BAREM ve WIN International’ın araştırması, kişisel verilerin kötüye kullanımı konusundaki küresel endişeleri gözler önüne seriyor. Araştırma sonuçlarına göre dünya genelinde insanların yüzde 64’ü, Türkiye’de ise yüzde 47’si kişisel verilerin kötüye kullanıldığı durumlarla karşı karşıya kalmış.

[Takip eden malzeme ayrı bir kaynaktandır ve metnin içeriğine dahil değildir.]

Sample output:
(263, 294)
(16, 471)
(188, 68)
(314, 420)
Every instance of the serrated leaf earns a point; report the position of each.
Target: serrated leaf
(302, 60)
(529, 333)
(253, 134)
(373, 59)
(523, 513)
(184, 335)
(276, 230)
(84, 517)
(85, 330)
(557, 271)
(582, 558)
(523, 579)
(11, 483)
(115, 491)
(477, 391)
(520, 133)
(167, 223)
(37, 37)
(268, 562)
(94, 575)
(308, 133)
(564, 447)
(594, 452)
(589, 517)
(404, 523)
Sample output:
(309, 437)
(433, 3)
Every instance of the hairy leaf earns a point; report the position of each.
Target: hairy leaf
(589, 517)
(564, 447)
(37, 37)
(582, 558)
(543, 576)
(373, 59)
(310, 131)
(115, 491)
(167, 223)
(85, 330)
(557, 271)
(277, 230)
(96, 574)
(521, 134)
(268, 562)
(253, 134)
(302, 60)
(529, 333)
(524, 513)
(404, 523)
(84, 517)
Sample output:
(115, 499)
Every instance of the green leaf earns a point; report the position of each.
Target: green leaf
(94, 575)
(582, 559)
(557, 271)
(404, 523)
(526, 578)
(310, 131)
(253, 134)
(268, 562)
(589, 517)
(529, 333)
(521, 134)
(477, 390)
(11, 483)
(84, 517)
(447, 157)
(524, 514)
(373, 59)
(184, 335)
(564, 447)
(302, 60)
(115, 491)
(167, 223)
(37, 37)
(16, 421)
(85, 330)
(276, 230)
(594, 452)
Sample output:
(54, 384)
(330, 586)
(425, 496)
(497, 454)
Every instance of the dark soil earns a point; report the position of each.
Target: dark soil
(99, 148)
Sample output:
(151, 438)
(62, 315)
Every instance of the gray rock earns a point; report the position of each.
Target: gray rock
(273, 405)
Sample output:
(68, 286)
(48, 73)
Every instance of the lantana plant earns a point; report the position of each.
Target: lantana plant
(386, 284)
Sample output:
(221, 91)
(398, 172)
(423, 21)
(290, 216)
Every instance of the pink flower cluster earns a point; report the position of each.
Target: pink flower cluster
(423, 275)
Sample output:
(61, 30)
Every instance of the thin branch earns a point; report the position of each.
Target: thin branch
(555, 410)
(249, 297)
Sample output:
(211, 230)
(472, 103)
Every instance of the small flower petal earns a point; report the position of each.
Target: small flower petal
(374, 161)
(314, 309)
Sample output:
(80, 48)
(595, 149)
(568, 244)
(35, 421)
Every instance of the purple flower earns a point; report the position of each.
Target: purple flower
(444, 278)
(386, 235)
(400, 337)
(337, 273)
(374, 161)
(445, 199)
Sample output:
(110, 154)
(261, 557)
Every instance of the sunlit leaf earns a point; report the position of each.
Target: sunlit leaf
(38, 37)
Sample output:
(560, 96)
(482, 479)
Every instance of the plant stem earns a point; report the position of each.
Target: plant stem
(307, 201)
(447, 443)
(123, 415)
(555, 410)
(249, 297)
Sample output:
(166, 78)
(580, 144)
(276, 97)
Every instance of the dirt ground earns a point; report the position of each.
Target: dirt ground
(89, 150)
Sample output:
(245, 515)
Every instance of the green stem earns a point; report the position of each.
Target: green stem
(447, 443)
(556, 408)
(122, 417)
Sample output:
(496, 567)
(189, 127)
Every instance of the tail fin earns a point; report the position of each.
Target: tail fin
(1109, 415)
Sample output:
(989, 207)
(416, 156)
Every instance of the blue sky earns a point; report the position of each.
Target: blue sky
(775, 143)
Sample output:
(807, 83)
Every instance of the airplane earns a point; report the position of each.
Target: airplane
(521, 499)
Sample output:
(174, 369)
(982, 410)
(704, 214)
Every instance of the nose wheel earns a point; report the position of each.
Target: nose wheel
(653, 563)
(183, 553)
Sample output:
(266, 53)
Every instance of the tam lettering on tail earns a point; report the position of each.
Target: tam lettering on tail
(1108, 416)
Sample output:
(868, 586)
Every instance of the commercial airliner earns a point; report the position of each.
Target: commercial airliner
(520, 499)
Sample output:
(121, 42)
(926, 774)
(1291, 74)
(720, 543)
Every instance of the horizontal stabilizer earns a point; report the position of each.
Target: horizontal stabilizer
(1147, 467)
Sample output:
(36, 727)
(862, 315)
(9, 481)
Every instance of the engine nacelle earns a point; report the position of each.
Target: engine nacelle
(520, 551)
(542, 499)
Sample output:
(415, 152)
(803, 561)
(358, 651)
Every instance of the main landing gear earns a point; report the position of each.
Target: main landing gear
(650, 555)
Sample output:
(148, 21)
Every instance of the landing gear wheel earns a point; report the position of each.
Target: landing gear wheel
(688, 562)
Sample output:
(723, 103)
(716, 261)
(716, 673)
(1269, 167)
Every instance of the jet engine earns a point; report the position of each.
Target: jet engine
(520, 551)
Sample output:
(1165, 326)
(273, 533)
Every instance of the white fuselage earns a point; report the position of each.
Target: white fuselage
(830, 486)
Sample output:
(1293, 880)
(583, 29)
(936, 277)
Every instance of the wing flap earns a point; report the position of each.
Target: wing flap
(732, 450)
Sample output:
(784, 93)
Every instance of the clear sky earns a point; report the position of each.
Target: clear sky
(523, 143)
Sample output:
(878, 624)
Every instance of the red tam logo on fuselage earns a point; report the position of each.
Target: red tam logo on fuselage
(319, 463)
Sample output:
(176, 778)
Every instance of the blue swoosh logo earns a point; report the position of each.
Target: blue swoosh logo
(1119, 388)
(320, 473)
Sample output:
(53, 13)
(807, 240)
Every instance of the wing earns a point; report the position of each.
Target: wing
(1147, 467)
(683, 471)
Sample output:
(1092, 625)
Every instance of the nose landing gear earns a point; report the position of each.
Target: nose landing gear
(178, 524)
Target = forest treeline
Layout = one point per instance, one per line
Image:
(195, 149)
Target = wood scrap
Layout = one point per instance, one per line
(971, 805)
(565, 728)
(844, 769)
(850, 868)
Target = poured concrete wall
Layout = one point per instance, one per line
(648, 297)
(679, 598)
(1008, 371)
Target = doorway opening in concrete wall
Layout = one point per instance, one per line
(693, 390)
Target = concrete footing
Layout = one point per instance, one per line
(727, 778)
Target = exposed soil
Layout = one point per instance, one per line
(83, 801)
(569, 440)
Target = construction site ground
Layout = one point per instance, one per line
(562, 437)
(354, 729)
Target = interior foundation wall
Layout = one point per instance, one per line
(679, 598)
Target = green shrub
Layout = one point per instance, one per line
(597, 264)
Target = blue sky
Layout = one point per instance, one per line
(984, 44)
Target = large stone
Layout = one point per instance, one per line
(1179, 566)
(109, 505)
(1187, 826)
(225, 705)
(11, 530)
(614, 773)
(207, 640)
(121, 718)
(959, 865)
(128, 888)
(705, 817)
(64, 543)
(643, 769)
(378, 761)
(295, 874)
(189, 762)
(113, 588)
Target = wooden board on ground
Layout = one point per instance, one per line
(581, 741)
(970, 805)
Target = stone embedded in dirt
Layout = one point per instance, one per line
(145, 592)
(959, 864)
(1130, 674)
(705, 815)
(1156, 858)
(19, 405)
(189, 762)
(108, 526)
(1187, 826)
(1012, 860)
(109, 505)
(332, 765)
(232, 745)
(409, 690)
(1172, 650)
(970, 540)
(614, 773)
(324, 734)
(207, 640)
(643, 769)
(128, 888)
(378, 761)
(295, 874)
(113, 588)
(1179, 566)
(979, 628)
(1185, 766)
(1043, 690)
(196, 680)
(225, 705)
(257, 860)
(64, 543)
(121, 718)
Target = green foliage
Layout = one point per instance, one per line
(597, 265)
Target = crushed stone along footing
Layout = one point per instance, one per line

BAREM, global ortağı WIN International ile birlikte Türkiye’nin de aralarında bulunduğu 39 ülkede yaşanan dijital endişenin boyutunu araştırdı. Sonuçlar gösteriyor ki; insanlar kişisel bilgilerinin kötüye kullanılmasından ve mahremiyetin ihlalinden büyük endişe duyuyor, dijitalleşmekten korkuyor. Peki, dijital dünyanın tehlikelerini ne kadar deneyimliyoruz?
Verilerin Kötüye Kullanımı (Data Misuse) verilerin, toplandıkları veya izin verilen amacın dışında, ihmal veya etik dışı yollarla kullanılması olarak biliniyor. Örneğin, kişisel verilerin izinsiz paylaşılması veya pazarlama iletişiminde kullanılması bu kapsama giriyor.
Verilerin Agresif Olarak Kötüye Kullanımı (Aggressive Misuse) ise, verilerin kasıtlı, planlı ve zarar verme amacıyla kötüye kullanılması olarak tanımlanıyor. Kimlik avı saldırıları, fidye yazılımları veya dolandırıcılık gibi yöntemlerle veriler üzerinden maddi veya manevi kazanç elde etme girişimleri bu kategoriye dahil. Verilerin kötüye kullanımı daha geniş ve genel bir kavramken, agresif kötüye kullanım doğrudan zarara yönelik, kasıtlı ve planlı eylemleri ifade ediyor.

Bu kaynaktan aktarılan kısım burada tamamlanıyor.